"Um bocadinho diferente..."
A arte de contar uma história a uma criança não é apenas uma forma de as distrair. É dar-lhe algumas ferramentas para que a sua imaginação e o seu intelecto se possam desenvolver. É através dessas histórias que se criam valores e morais, aos quais a criança se vai agarrar durante a sua vida.
Posto isto, The Pillow Man é uma história sobre várias histórias. Todas ligadas de certa maneira e que seguem um "tema" central. Em todas elas há uma criança magoada, que sofreu mais do que devia. Não sendo uma peça fácil de assistir, The Pillow Man lança-se no vasto mundo das histórias, dos seus propósitos, das responsabilidades que lhes podem ser imputadas e a quem as escreve. Será um escritor responsável por aquilo que as suas obras vão desencadear nas pessoas? Terá que responder a alguém por escrever coisas que nunca deveriam ser postas em prática? Perguntas que surgem durante esta densa viagem, num dia da vida de Katurian K. Katurian.

A complexidade das questões que este teatro aborda deixam-nos a pensar durante bastante tempo. Acorda-nos para algumas realidades que não conseguimos deixar para trás. De certa forma The Pillow Man é uma lição, não de vida, mas, para a vida. Mais do que isso, acorda em nós horizontes que nos fazem perceber o mundo de uma nova forma. Afinal de contas, como sabemos se a América é grande? Apenas porque nos dizem, como sabemos sequer que a América existe? Apenas porque nos dizem que existe. Passemos então à acção, partamos à descoberta dessas coisas que conhecemos apenas das histórias.

O sadismo e a perversidade são também temas abordados em The Pillow Man, acabando nós próprios por nos sentirmos algo culpados quando nos rimos de algumas das situações negras que se passam em palco. É um mundo perverso este dos que se riem do mal, é um mundo perverso, este em que as histórias matam, seria um mundo perverso, este, se nos privassem de obras como esta. De uma tensão angustiante, esta peça polémica, não é sobre depravações humanas, não quer tomar posições políticas e, definitivamente, não é uma história de embalar. Mas, de uma forma estranha e retorcida, acaba por ser tudo isso.
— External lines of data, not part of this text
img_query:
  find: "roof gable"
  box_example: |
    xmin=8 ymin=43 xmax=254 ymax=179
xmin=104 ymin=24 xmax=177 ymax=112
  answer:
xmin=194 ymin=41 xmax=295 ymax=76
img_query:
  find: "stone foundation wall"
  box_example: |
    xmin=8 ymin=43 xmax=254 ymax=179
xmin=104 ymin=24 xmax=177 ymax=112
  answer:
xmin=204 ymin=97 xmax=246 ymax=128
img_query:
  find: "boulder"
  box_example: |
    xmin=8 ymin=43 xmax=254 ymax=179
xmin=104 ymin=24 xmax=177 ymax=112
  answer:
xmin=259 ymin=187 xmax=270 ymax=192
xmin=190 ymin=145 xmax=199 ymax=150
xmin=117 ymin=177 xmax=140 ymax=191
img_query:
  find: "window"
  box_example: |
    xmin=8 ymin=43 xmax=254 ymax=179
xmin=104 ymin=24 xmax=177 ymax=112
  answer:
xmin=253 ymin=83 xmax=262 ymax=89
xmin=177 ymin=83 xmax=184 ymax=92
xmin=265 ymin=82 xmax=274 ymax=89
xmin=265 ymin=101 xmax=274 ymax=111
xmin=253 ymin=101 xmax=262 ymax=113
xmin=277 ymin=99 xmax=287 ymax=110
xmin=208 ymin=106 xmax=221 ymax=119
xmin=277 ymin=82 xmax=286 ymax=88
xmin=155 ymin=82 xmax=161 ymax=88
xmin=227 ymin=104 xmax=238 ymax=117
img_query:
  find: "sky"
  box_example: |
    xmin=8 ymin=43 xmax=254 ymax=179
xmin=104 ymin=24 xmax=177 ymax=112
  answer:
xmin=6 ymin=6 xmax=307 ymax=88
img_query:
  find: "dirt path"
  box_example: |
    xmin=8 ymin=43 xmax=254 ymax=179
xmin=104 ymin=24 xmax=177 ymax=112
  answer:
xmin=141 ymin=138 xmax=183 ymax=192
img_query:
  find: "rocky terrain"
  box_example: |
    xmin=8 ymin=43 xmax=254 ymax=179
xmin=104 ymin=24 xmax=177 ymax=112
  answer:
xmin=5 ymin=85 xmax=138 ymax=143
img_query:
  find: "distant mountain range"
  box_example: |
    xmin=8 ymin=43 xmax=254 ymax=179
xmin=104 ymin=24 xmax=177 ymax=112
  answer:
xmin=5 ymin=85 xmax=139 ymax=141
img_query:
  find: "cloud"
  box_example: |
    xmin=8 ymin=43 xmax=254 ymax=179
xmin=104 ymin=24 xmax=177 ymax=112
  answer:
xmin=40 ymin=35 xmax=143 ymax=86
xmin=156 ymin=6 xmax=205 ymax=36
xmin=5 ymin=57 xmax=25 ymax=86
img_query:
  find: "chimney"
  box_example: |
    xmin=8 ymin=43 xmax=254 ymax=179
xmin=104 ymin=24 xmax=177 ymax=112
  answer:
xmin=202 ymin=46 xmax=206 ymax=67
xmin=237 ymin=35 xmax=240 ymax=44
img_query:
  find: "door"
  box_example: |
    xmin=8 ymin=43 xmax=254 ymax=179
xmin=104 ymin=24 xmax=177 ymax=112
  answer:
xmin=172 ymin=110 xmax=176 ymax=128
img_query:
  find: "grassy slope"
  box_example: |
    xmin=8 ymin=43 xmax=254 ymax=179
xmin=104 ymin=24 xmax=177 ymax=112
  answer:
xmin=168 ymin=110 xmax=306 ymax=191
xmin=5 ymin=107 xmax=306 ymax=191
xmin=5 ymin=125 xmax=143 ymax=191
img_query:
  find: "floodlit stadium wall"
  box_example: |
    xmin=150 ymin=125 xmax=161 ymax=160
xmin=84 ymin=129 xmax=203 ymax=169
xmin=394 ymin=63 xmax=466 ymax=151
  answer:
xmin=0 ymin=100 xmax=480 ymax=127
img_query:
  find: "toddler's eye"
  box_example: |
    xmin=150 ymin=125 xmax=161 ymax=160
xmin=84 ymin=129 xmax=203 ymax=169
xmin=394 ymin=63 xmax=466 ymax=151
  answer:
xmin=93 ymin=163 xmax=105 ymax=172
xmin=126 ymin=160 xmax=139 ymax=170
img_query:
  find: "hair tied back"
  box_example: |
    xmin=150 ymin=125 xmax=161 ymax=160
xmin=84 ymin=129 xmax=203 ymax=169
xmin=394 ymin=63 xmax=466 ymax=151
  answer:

Tiago Guedes, o encenador, em conjunto com os 4 actores, Albano Jerónimo, Gonçalo Waddington, João Pedro Vaz e Marco D'Almeida, dão vida aos personagens e são eles que fazem chegar até nós toda a densidade dos textos. 4 perfeitas interpretações que nos deixam arrasados, chegados ao fim os 120 minutos de peça. Um verdadeiro murro no estômago que nos faz rir e chorar e que em momento algum nos passa ao lado.
 Esta será daquelas experiências que me irá acompanhar durante muitos e largos anos. A não perder no Teatro Maria Matos, até dia 15 de Outubro.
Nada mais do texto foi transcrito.